Upon inspecting a SAC hangar full of US nuclear strategic bombers, LeMay found a single Air Force sentry on duty, unarmed. LeMay recorded the incident in a memo to staff the same day, stating "This afternoon I found a man guarding a hangar with a ham sandwich. There will be no more of that."
After ordering a mock bombing exercise on Dayton, Ohio, LeMay was shocked to learn that most of the strategic bombers assigned to the mission missed their targets by one mile or more. "We didn't have one crew, not one crew, in the entire command who could do a professional job" noted LeMay.
A meeting in November, 1948 with Air Force Chief of Staff, Hoyt Vandenberg, found the two men agreeing the primary mission of SAC should be the capability of delivering 80% of the nation's atomic bombs in one mission. Towards this aim, LeMay delivered the first SAC Emergency War Plan in March 1949 which called for dropping 133 atomic bombs on 70 cities in the USSR within 30 days. Air power strategists called this type of pre-emptive strike, "killing a nation." However, the Harmon committee released their unanimous report two months later stating such an attack would not end a war with the Soviets and their industry would quickly recover. This committee had been specifically created by the Joint Chiefs of Staff to study the effects of a massive nuclear strike against the Soviet Union. Nevertheless, within weeks, an ad hoc Joint Chiefs committee recommended tripling America's nuclear arsenal, and Chief of Staff Vandenberg called for enough bombs to attack 220 targets, up from the previous 70.
Upon receiving his fourth star in 1951 at age 44, LeMay became the youngest four-star general in American history since Ulysses S. Grant and was the youngest four-star general in modern history as well as the longest serving in that rank.

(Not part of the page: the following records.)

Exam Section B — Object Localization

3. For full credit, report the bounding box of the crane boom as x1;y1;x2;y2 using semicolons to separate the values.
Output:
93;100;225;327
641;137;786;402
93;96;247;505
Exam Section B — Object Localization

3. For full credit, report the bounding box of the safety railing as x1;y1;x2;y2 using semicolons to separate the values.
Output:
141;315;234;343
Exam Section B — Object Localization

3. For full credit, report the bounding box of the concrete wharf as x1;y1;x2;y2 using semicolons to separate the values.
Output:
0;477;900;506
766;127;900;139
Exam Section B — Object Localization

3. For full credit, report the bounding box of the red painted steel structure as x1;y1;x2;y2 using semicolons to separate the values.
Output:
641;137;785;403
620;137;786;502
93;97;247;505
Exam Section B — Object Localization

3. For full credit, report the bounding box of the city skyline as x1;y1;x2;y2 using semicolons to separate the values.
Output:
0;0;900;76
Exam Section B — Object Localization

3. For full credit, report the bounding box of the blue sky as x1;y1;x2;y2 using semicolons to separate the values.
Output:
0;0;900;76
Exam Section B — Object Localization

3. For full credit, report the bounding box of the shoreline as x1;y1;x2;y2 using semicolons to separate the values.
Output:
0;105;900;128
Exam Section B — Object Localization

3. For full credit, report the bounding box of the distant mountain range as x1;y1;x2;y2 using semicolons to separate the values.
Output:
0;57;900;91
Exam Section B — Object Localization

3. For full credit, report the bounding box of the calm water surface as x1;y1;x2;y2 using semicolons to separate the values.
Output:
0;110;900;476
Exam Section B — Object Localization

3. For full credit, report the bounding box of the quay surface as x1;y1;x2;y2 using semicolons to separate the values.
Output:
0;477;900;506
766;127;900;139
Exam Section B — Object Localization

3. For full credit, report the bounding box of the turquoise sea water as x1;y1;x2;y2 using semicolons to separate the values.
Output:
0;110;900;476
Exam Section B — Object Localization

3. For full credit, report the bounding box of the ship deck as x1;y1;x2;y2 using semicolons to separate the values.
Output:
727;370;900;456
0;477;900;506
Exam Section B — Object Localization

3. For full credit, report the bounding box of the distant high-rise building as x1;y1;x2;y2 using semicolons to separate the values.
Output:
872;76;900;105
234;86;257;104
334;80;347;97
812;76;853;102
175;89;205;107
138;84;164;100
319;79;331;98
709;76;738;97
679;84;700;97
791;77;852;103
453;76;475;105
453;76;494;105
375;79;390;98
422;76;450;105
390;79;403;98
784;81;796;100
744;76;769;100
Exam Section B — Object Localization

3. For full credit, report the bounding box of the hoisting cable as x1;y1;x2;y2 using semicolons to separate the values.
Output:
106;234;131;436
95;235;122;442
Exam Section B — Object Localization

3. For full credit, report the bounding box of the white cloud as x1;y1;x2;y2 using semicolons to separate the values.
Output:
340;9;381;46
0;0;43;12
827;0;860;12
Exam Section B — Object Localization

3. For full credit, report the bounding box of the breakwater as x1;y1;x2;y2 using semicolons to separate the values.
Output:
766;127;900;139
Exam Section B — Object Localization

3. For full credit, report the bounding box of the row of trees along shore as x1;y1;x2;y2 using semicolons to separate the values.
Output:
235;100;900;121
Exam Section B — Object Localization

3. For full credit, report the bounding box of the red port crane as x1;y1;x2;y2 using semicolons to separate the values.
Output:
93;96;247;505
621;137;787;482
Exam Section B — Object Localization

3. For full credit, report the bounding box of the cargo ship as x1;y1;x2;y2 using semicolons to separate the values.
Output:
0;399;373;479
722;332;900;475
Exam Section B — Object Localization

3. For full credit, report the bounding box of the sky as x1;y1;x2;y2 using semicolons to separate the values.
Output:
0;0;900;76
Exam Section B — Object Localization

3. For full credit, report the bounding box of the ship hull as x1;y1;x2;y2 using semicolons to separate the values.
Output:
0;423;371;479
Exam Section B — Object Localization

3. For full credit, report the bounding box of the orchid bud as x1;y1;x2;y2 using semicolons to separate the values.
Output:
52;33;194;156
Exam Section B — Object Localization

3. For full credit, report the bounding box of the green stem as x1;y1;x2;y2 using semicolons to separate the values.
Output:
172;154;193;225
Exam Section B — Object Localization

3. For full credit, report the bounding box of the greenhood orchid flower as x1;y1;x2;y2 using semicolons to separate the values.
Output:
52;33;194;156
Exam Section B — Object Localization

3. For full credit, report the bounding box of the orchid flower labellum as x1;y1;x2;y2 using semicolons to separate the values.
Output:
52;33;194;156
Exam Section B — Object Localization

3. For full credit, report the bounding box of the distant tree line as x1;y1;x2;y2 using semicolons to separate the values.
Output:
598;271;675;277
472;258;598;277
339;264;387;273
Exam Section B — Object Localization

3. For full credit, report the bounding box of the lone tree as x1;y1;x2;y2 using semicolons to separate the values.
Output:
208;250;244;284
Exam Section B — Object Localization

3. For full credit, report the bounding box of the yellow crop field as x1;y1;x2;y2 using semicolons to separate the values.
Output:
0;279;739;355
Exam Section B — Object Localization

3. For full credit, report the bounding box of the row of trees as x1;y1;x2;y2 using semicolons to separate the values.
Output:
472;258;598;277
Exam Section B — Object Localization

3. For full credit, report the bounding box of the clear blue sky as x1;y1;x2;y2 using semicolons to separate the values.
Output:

In 1956 and 1957 LeMay implemented tests of 24-hour bomber and tanker alerts, keeping some bomber forces ready at all times. LeMay headed SAC until 1957, overseeing its transformation into a modern, efficient, all-jet force. He served as Chief of Staff of the U.S. Air Force from 1961 until his retirement in 1965. LeMay's tenure was the longest over an American military command in nearly 100 years.